Cambierà qualcosa? “Ovviamente spero in un cambiamento perché
non possiamo continuare ad andare avanti in questo modo. Mi
auguro in primo luogo che le elezioni si svolgano senza
interferenze. Adesso sono in corso dei cambiamenti negli Stati
Uniti che mi danno speranza. La situazione è così terribile che
in un certo senso può essere quasi un vantaggio per noi perché
Trump è vero che è molto potente, che ha uno strano talento
nell’ imporre la sua volontà sugli altri, però non è un uomo
arguto, non è un uomo sottile non è un uomo lungimirante. È
come se adesso in questo momento avesse la capacità di
distruggere qualsiasi cosa. E la gente che prima lo sosteneva
adesso si sta disamorando. La situazione sta andando un po’
fuori controllo e la maggior parte pensa che non si possa
andare avanti in questo modo. Ma, tra la molteplicità di
problemi degli Stati Uniti c’è quello dell’affluenza alle urne
che è molto bassa. Questa volta spero che la gente capisca che
il loro voto è una questione di vita o di morte, che bisogna
andare a votare” spiega Choi.
In oltre 500 pagine ‘Flashlight’ segue le complesse vicende
della famiglia Kang attraverso circa settant’anni tra Corea,
Giappone e Stati Uniti. “Volevo scrivere delle pagine sul
Giappone anni Settanta. Lo avevo visitato e volevo ricostruire
l’atmosfera di quegli anni. Sono partita da una rottura e poi
sono andata a ritroso. E’ impossibile ignorare le mie origini e
la mia famiglia sebbene i protagonisti del libro siano molto
diversi da mio padre e da mia madre però le
tematiche sono un po’ le stesse.
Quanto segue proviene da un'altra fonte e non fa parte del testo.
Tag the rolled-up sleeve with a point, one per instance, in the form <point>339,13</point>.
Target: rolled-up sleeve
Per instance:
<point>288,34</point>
I miei genitori provenivano da
culture e paesi diversi e questa differenza li ha portati
inevitabilmente ad avere due visioni del mondo totalmente
opposte
e un atteggiamento diverso praticamente su qualsiasi
avvenimento. Il loro matrimonio non è stato affatto un successo
ma, dopo il divorzio sono rimasti amici. Per questo trovo
affascinante capire in che modo circostanze e situazioni diverse
possano poi arrivare a unirsi” dice Choi.
Anche in questa grande saga familiare scritta in cinque anni
torna a indagare le radici, la memoria, le diversità
geografiche e la diaspora coreana. “Ho letto tantissime
testimonianze di persone in prigione che sono riuscite a
scappare. E’ stata – dice – la parte più dura”.